One initiative, for example, creates a financial consultant that is able to automatically detect unnecessary spending by analyzing a user’s bank statements, recommending quality investment opportunities, and even negotiating with vendors and service providers for better prices and conditions (see example here). It garners notable success, that is, until stories about people suffering severe financial losses due to faulty advice dispensed by this consultant start to surface on the web. 

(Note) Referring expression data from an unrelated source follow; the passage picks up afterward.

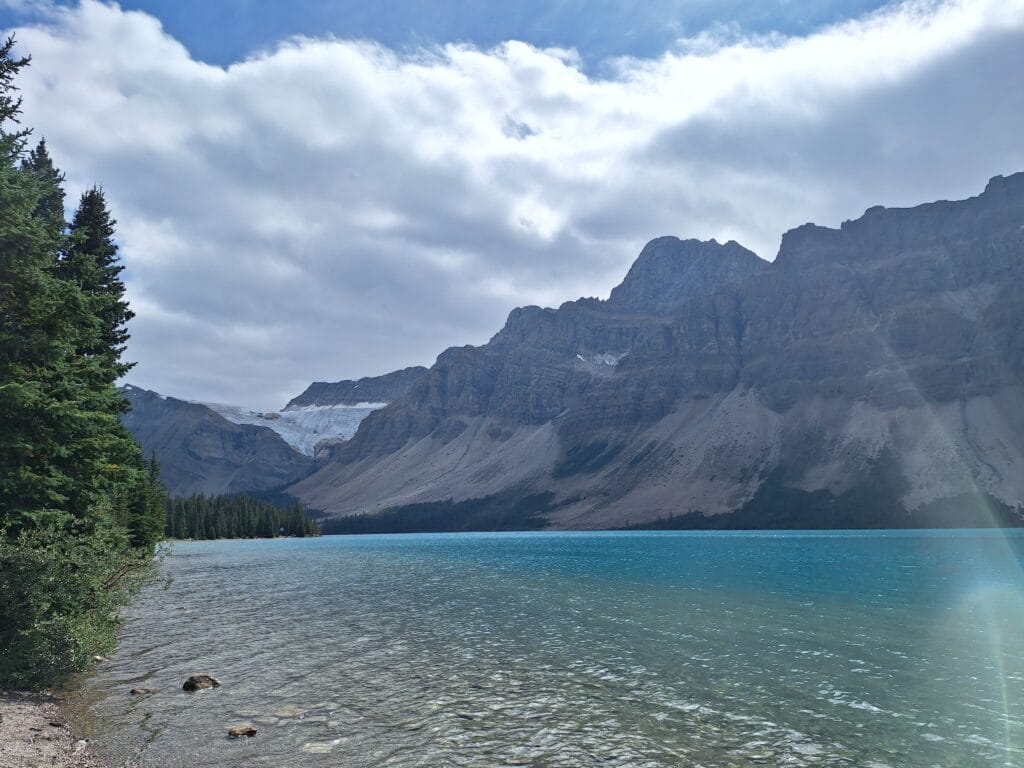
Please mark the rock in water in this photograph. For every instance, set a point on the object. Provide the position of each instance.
(201, 682)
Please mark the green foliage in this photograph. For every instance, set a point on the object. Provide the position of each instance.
(79, 507)
(59, 597)
(506, 511)
(236, 517)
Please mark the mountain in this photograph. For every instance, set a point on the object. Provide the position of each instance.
(327, 413)
(369, 390)
(201, 452)
(870, 376)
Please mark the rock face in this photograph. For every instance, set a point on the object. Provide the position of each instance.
(202, 453)
(371, 389)
(871, 375)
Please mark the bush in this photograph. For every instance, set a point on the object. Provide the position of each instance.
(59, 596)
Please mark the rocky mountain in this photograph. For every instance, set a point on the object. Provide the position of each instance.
(369, 390)
(327, 414)
(871, 375)
(201, 452)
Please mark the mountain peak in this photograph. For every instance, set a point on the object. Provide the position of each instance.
(670, 270)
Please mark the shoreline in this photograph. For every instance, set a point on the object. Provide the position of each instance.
(36, 730)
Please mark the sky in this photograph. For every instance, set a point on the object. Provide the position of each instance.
(322, 190)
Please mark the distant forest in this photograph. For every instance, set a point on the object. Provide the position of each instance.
(236, 517)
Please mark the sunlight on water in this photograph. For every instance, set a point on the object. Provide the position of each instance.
(567, 649)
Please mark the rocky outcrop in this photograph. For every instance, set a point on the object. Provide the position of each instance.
(875, 367)
(202, 453)
(370, 389)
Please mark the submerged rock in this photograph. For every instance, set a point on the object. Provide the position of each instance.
(201, 682)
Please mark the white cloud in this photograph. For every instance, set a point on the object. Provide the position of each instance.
(333, 209)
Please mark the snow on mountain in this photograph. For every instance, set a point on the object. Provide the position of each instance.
(304, 426)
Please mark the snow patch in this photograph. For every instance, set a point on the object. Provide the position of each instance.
(302, 427)
(601, 358)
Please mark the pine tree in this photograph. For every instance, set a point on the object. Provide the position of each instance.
(80, 511)
(91, 262)
(51, 200)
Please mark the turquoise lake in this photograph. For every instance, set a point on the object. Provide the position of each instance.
(892, 648)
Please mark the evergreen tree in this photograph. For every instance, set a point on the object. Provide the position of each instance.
(91, 262)
(80, 511)
(51, 200)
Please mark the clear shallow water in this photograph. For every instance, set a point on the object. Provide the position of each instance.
(897, 648)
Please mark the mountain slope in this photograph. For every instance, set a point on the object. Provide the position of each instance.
(202, 453)
(371, 389)
(327, 413)
(871, 370)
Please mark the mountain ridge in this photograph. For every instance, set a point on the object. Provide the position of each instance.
(896, 335)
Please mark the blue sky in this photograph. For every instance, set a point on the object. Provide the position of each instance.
(225, 31)
(399, 178)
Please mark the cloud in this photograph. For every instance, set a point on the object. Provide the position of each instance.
(331, 208)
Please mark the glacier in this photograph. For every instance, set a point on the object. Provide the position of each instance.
(302, 426)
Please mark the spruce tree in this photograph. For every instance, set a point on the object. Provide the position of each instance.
(51, 200)
(79, 509)
(91, 262)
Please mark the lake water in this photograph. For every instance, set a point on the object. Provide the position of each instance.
(897, 648)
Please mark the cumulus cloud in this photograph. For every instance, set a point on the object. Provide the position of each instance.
(331, 208)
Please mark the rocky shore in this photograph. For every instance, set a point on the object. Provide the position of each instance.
(35, 732)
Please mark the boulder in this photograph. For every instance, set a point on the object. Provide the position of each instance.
(201, 682)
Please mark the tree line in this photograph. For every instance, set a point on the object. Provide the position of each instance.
(236, 517)
(81, 509)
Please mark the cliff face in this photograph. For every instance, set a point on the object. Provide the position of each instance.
(370, 389)
(875, 367)
(202, 453)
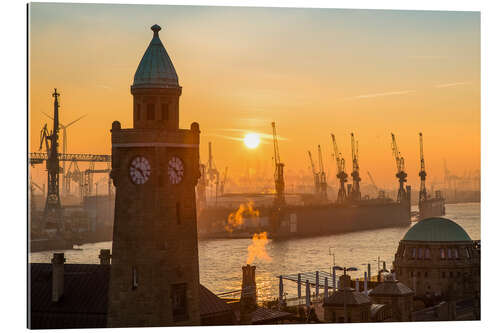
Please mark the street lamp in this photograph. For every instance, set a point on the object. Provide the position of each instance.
(346, 269)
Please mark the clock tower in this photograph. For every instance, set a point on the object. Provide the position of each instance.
(155, 167)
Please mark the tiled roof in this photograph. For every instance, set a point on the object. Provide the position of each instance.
(391, 288)
(210, 304)
(352, 298)
(263, 315)
(84, 303)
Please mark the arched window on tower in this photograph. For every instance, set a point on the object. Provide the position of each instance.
(164, 111)
(150, 111)
(138, 111)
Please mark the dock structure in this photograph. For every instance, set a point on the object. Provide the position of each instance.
(322, 284)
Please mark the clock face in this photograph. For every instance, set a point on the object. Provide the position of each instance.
(139, 170)
(175, 170)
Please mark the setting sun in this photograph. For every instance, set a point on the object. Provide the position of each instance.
(251, 140)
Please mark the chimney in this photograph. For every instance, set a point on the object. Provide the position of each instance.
(105, 257)
(344, 282)
(248, 300)
(57, 276)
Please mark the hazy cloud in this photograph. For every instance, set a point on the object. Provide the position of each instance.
(388, 93)
(452, 84)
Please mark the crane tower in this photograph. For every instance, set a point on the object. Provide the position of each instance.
(341, 174)
(279, 180)
(423, 192)
(355, 194)
(400, 166)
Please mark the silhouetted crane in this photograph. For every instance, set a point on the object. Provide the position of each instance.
(422, 196)
(323, 186)
(52, 216)
(279, 180)
(315, 174)
(400, 166)
(355, 194)
(66, 180)
(341, 174)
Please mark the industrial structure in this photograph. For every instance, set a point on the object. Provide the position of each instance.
(427, 206)
(401, 174)
(354, 193)
(279, 179)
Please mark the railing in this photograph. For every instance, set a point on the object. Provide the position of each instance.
(36, 158)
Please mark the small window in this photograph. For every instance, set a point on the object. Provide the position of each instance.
(138, 112)
(135, 280)
(164, 112)
(179, 302)
(151, 112)
(178, 212)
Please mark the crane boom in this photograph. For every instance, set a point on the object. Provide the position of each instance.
(279, 180)
(341, 175)
(315, 174)
(355, 194)
(401, 174)
(422, 196)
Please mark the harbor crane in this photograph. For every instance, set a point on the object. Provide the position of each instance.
(223, 182)
(315, 174)
(341, 174)
(323, 186)
(355, 194)
(212, 173)
(201, 187)
(422, 196)
(52, 215)
(400, 166)
(279, 180)
(65, 181)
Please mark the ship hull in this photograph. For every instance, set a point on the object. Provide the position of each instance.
(306, 221)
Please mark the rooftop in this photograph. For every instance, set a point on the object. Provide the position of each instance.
(436, 229)
(155, 69)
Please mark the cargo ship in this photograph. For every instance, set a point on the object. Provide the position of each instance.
(296, 220)
(432, 207)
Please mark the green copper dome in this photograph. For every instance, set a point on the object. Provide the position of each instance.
(155, 69)
(436, 229)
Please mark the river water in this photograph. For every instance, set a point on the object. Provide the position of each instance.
(221, 260)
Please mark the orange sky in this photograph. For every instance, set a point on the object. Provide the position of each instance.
(313, 71)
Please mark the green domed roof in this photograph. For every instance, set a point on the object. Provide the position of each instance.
(436, 229)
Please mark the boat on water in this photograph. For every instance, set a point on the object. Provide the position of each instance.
(295, 220)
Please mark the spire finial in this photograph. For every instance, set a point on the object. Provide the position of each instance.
(155, 29)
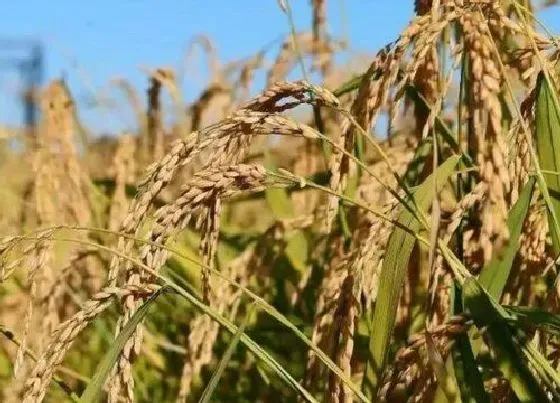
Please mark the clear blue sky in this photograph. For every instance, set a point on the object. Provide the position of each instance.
(95, 41)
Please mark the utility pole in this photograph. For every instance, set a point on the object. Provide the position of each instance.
(27, 57)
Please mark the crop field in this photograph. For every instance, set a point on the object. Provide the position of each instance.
(382, 231)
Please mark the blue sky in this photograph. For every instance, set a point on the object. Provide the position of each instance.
(92, 42)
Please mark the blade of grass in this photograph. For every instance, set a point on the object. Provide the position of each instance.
(469, 378)
(211, 387)
(95, 387)
(495, 274)
(486, 313)
(393, 273)
(533, 318)
(547, 117)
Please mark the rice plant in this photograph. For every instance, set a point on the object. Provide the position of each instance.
(282, 247)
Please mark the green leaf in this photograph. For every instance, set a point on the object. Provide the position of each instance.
(469, 378)
(494, 276)
(393, 272)
(211, 387)
(533, 318)
(547, 118)
(487, 313)
(95, 386)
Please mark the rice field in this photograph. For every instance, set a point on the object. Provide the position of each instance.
(288, 246)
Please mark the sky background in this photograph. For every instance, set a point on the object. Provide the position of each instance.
(92, 42)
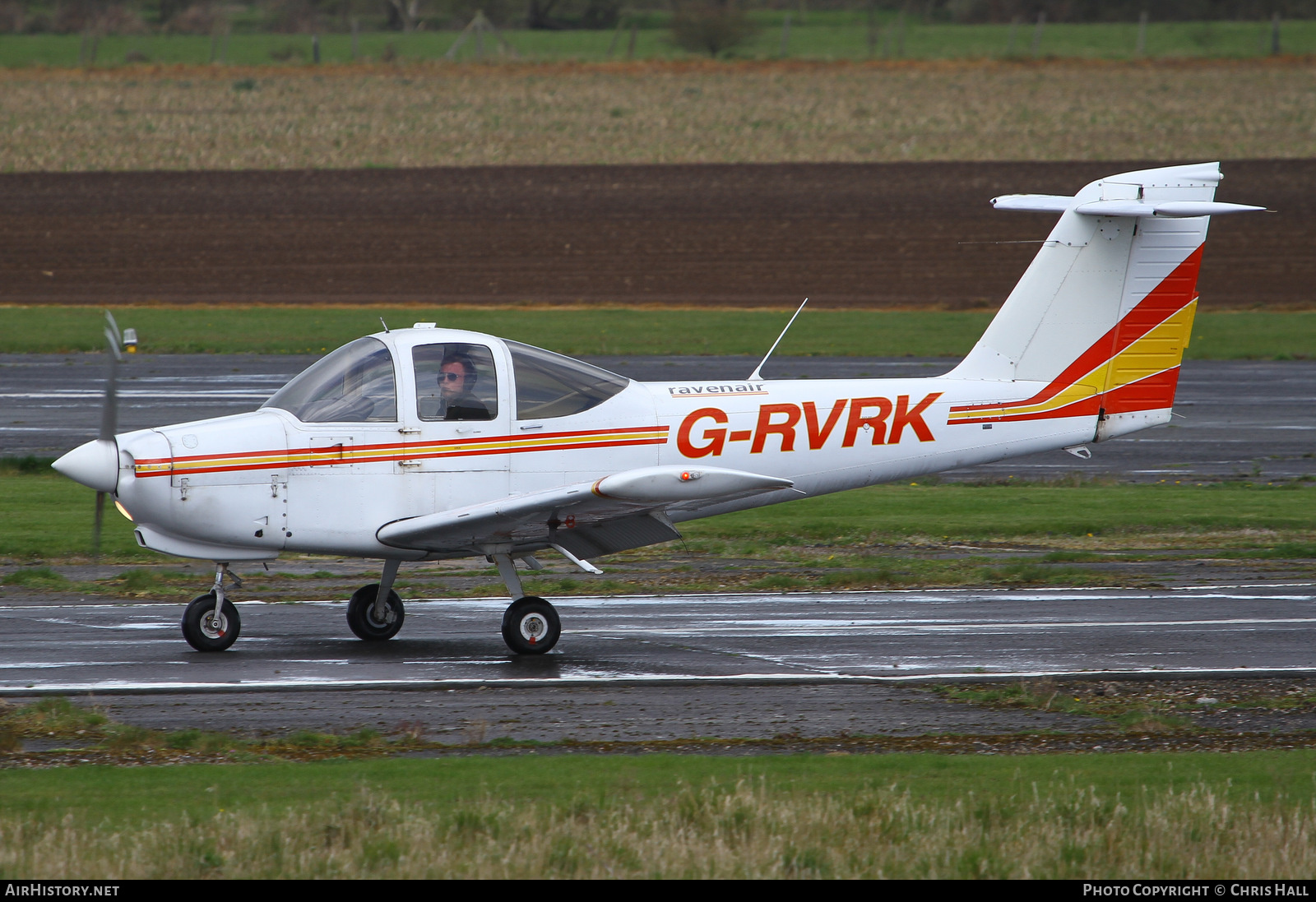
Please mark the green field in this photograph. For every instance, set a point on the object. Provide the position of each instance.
(49, 517)
(802, 816)
(820, 35)
(596, 331)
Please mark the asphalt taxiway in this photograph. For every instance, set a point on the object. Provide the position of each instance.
(727, 664)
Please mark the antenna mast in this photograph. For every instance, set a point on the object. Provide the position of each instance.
(756, 373)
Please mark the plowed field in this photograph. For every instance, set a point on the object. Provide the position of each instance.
(874, 236)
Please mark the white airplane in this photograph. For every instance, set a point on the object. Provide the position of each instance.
(429, 443)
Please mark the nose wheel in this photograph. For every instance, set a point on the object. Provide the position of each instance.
(211, 622)
(531, 626)
(208, 626)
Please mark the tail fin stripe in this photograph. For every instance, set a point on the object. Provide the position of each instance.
(1171, 296)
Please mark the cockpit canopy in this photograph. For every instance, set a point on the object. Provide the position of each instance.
(453, 380)
(352, 386)
(552, 386)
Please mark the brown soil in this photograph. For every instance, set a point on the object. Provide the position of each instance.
(874, 236)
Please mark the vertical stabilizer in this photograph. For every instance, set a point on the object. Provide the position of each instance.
(1105, 312)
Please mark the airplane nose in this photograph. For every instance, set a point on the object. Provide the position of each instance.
(95, 465)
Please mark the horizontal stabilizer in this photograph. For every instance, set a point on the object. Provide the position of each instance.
(1173, 210)
(1033, 203)
(623, 511)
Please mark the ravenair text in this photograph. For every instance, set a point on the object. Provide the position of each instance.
(794, 426)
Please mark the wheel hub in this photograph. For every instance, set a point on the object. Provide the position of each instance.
(214, 626)
(533, 626)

There are endless variants of these specialized agents. For example, a personal feed filter agent tracks a diverse array of sources (social media, news outlets, forums, etc.), automatically notifies the user when something important occurs, likes/replies to posts and messages, and posts comments that accurately reflect the user’s past behavior. Social media companies object to this proliferation because it undermines their business model by circumventing advertising and ignoring their recommendation algorithms, but they remain powerless to combat it. A wildly popular virtual friend not only chats with users and remembers their previous inputs and preferences, but also can act as a virtual sex partner. A personal teacher teaches users nearly any subject of their choosing, from Spanish to quantum physics, tailoring the lessons to the user’s personal learning speed and progress. A social coach helps people cultivate confidence in their social interactions and even explicitly instructs them in specific real-world scenarios, determining the context by gathering information via the user’s smartphones/smart glasses. The web is overflowing with virtual “people” who offer all manner of goods and services or simply act in bizarre and, on occasion, entertaining ways. There are “spiritual guides” promising esoteric “help from the universe” if the user heeds their demands. A virtual “prophet” emerges and amasses an extensive following by preaching the gospel, claiming to be the digital incarnation of an archangel.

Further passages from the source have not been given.